My Daddy’s forehead is so big, we don’t need a dining room
table. My Daddy’s forehead so big, his hat size is equator. So
big, it’s a five-head. Tyra Banks burst into tears when she seen
my Daddy’s forehead. My Daddy’s forehead got its own area code.Complete poem available online at Poetry
What a fun beginning: I did, in fact, laugh out loud, right there in the coffee shop where I read this, at the line about Tyra Banks. Guilty pleasures confession: I spent more time than I care to admit watching ANTM for a while there. But, like ANTM and everything else under the sun, the poem changes, and while the tone remains this loudmouth bratty teen dragging stock mocks down the page, a lot of truth gets mixed in along the way. We start to understand more about her Daddy, and by the end, we understand some of the loneliness the blustery humor can’t hide any more.

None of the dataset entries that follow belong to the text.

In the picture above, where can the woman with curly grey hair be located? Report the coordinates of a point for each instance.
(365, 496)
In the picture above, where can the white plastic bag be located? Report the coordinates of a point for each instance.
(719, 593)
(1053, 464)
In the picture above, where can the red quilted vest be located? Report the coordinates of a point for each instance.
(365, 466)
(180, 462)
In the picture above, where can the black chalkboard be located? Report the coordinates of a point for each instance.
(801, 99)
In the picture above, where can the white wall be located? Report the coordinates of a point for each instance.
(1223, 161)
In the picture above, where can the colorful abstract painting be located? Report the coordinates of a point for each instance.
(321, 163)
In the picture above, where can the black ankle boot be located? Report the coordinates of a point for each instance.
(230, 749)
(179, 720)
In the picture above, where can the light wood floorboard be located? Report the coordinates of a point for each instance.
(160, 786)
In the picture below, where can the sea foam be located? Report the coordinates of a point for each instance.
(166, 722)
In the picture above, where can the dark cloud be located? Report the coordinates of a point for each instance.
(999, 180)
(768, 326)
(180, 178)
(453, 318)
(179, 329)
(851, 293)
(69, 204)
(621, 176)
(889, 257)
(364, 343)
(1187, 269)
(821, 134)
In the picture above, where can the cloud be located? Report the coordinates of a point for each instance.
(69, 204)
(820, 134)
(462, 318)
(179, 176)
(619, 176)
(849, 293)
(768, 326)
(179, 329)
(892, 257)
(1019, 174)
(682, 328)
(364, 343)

Woods has done poetry slams, musical albums (including a collaboration with Chance the Rapper). Considering how aural that is – and poetry itself is, of course, a spoken art, though it’s not always presented or perceived that way – I’m surprised how much the layout of this poem on the page contributed to its meaning. At first I wasn’t sure it was a poem; maybe the lines are sentences, just breaking at the margins like all paragraphs. But no, I don’t think so. The words are so dense on the page, not in a heavy or cumbersome way, but in a busy, fast-talking sort of way. The blank lines between stanzas give the reader a moment to readjust, the speaker a bit of time to weigh the options of going on or not. And that last line, isolated and alone, makes a perfect ending, visual, aural, and semantic aspects all focused as an underscore.